Chargeup has partnered with Mega Corporation Limited and Shivakari Finance to establish a combined credit line of INR 50 crore for commercial electric vehicle financing. The collaboration aims to deploy 4,000 commercial EVs over the next 12 months, targeting last-mile drivers across India.
The partnerships address challenges that have limited EV financing in India's commercial vehicle segment. Traditional lenders, particularly non-banking financial companies, have been reluctant to finance EVs due to concerns about battery performance, resale value uncertainty, and borrowers with limited credit histories. These factors have resulted in higher non-performing assets and restricted loan approvals.
Varun Goenka, Founder and CEO of Chargeup, said EV financing has posed risks for lenders due to an unstructured resale market, uncertain battery performance, and borrowers with low credit history. These factors often result in higher NPAs and limited loan approvals, hampering EV adoption at the grassroots level.
Chargeup operates as an asset management and financial services platform that uses driver and battery behavior data to mitigate credit risks and improve asset utilization. The company provides digital underwriting and real-time tracking services to financial institutions entering the EV financing market.
For Mega Corporation, the partnership represents an entry into EV financing. Joydeep Dutta, Vice President and Business Head of Mega Corporation, said the collaboration provided an instant go-to-market opportunity in the EV domain with the technology, trust and speed needed to scale in an untapped market.
Shivakari Finance has transitioned from financing e-rickshaws to i-rickshaws through the partnership. Nandita Monga, Vice President at Shivakari Finance, said Chargeup's technology approach has simplified operations, made assets more secure and reduced NPAs.
The commercial EV financing sector in India has grown as the government pushes for electric mobility adoption through subsidies and policy support. However, financing remains a bottleneck for drivers seeking to transition from conventional vehicles to electric alternatives, particularly in the last-mile delivery and passenger transport segments.
Chargeup has previously facilitated over INR 8.64 crore in EV disbursements through a partnership with Ascend and claims to have enabled EV ownership for over 8,000 drivers. The company uses data analytics to assess driver behavior and vehicle performance, which it says helps lenders make informed decisions about loan approvals.
The partnership comes as India's EV market continues to expand, with commercial vehicles representing a significant portion of the adoption due to their higher utilization rates and total cost of ownership benefits compared to passenger vehicles.

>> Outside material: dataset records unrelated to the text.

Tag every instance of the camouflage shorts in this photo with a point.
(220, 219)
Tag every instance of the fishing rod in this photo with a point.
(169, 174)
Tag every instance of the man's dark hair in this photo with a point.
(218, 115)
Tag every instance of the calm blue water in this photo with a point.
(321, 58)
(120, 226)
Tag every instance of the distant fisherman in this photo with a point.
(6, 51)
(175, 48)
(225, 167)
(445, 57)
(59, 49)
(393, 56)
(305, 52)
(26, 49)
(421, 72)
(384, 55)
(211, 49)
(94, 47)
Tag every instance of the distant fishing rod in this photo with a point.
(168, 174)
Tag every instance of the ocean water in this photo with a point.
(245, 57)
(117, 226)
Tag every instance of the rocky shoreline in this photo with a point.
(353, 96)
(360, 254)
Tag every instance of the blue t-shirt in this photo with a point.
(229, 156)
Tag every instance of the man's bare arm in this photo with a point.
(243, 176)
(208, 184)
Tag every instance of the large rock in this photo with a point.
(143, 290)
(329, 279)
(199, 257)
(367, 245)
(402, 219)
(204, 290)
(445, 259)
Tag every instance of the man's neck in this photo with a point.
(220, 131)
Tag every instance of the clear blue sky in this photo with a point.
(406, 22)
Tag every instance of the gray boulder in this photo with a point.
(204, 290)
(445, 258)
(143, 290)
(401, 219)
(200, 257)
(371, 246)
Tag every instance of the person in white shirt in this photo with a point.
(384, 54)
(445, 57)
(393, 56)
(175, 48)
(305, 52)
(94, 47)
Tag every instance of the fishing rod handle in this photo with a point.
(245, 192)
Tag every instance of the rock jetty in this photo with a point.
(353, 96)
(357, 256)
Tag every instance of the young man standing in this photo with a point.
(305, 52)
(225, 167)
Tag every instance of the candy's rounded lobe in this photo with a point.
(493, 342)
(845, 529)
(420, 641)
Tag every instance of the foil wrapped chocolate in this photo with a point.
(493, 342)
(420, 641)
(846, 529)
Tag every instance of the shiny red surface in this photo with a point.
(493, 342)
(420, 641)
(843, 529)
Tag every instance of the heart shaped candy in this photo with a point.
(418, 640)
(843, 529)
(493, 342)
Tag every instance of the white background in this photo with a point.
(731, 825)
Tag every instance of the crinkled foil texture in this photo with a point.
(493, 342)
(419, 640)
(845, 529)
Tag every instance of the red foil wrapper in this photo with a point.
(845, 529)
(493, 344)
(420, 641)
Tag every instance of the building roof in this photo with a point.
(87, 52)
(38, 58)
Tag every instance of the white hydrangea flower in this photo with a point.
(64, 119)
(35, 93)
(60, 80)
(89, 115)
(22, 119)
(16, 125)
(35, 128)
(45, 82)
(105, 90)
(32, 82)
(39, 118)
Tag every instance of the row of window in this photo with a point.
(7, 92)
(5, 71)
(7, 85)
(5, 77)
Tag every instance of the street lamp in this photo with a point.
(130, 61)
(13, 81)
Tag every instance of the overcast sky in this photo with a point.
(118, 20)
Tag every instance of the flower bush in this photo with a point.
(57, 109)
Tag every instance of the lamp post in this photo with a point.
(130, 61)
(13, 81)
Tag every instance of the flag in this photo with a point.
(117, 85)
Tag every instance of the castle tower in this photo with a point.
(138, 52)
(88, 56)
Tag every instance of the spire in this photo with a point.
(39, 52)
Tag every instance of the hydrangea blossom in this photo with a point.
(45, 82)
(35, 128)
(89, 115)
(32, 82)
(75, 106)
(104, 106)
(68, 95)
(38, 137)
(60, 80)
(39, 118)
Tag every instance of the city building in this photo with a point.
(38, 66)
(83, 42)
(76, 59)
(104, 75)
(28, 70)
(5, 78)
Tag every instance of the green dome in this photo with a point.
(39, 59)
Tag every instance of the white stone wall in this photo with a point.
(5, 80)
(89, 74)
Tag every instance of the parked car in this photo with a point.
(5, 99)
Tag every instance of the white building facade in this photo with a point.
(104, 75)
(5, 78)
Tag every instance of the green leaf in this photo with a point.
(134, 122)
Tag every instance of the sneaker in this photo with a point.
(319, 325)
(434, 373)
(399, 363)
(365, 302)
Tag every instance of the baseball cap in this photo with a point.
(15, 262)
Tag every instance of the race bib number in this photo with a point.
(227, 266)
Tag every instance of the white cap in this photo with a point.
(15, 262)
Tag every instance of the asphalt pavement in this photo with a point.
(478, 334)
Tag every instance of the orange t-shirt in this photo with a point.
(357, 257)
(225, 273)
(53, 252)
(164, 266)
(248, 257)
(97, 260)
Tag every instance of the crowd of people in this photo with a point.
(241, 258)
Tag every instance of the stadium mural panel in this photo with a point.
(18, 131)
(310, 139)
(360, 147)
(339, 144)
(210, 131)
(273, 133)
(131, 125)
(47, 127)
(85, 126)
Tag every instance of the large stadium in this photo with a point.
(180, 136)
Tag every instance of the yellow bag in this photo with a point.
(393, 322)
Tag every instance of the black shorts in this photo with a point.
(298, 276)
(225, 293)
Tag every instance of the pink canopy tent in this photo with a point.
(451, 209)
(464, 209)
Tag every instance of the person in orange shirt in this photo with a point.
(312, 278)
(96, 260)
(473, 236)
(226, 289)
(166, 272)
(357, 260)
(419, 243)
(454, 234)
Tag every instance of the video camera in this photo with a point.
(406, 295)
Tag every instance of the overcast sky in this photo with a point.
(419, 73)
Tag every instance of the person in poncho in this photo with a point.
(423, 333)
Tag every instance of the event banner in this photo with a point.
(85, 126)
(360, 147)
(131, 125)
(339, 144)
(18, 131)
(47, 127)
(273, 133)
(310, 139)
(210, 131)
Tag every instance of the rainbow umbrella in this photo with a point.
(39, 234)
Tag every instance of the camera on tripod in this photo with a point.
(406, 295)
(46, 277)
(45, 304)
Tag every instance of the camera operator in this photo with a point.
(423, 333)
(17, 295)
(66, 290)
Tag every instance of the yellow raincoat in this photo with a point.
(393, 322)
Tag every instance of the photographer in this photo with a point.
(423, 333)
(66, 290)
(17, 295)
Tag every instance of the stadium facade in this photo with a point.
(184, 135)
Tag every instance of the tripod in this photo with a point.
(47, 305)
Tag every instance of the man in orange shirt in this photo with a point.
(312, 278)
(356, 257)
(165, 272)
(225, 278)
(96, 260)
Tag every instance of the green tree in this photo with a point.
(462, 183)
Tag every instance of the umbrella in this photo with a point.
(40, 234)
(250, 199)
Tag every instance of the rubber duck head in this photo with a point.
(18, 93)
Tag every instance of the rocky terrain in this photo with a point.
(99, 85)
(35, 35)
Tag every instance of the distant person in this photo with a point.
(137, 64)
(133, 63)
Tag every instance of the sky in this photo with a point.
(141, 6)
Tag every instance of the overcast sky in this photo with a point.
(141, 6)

Last-mile delivery and ride-hailing segments have emerged as early adopters of electric commercial vehicles.
Financial institutions are gradually warming to EV financing as battery technology improves and resale markets develop. The involvement of specialized platforms like Chargeup provides lenders with data-driven insights and risk mitigation tools that were previously unavailable in the traditional vehicle financing model.